TEGAL – Anak-anak adalah masa depan, cikal bakal kemajuan bangsa ditentukan generasi sekarang, yang dapat menentukan Indonesia akan seperti apa dibangun dari anak-anak sekarang.
Kasus kekerasan terhadap anak yang berulang terjadi di masyarakat merupakan alarm akan kelemahan besar bangsa ini dalam melindungi aset masa depan. Pemerintah kota Tegal dalam hal ini memiliki kepedulian besar pada perlindungan anak. Berdasarkan data jumlah presentasi dari PPA (Perlindungan Perempuan dan Anak) Kota Tegal, dilihat dari tahun 2011 ke 2016 cenderung menurun, kasus kekerasan pada anak tahun 2015 berjumlah 15, tahun 2016 berjumlah 8, untuk kekerasan pada orang dewasa tahun 2015 berjumlah 14 tahun 2016 turun 11 kasus. Korban kekerasan anak pada tahun 2015 berjumlah 20 pada tahun 2016 turun 8 orang, sedang pada tahun 2015 jumlah korban 14 orang, tahun 2016 turun 11 orang.
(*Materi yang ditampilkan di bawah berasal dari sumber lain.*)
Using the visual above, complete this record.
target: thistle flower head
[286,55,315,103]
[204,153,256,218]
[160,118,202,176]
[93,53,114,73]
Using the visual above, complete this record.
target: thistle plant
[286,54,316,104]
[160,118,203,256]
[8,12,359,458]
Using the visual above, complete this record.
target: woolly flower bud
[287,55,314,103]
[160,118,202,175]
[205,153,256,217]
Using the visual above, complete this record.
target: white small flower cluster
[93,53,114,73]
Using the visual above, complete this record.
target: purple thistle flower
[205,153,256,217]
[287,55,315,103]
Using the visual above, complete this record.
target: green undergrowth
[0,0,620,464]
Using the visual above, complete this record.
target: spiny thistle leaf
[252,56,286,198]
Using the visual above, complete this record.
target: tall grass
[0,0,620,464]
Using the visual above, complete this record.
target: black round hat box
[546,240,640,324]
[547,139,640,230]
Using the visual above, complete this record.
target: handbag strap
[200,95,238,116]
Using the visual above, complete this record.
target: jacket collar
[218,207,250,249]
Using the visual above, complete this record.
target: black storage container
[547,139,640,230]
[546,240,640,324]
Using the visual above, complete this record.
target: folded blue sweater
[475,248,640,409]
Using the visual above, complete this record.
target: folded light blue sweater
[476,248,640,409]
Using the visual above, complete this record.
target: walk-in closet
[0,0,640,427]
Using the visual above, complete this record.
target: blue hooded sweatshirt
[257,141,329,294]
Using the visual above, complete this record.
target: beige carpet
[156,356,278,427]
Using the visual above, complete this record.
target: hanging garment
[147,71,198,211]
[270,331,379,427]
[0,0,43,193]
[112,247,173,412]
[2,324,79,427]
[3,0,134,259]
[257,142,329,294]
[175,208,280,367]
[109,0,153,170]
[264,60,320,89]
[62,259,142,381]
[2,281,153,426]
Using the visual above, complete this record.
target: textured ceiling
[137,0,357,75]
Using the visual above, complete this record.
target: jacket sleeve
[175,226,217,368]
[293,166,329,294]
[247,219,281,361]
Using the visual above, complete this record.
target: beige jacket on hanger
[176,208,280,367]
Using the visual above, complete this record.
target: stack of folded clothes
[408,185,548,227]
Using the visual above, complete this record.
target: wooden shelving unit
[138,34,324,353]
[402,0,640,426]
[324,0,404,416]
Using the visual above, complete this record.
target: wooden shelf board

Seperti yang dikatakan oleh Siti Cahyani, S.Sos, M.Si selaku Ketua Pusat Pelayanan Terpadu Penanganan Korban Kekerasan terhadap Perempuan dan Anak (PPT PUSPA), “Trend kasus kekerasan terhadap anak yang ada di kota Tegal terbanyak adalah tawuran antar pelajar, yang kedua merupakan pelecehan seksual. PPT memberikan advokasi, pendampingan, dan kegiatan perlindungan anak. Program yang dicanangkan dari PPT (Pusat Pelayanan Terpadu) melalui tindakan preventif, karena kegiatannya preventif, yang paling kita utamakan adalah sosialisasi tentang perlunya perlindungan, perlunya stop kekerasan terhadap perempuan dan anak.”
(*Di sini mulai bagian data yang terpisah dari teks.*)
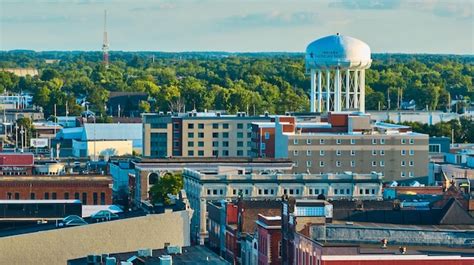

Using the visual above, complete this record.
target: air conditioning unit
[137,248,153,257]
[166,246,183,255]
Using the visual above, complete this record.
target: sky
[0,0,474,54]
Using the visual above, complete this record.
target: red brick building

Berbagai tindakan dilakukan PPT untuk mengurangi adanya tindak kekerasan yang dapat menghambat masa depan anak, mulai dari tindakan preventif hingga kuratif. Kegiatan preventif berupa sosialisasi yang biasa dilakukan melalui siaran radio, pembagian leaflet, dan kemudian sosialisasi ke berbagai sekolah yang ada di kota Tegal. Lain halnya dengan upaya kuratif yaitu berupa pendampingan. Pendampingan yang dilakukan terhadap korban anak maupun terhadap pelaku.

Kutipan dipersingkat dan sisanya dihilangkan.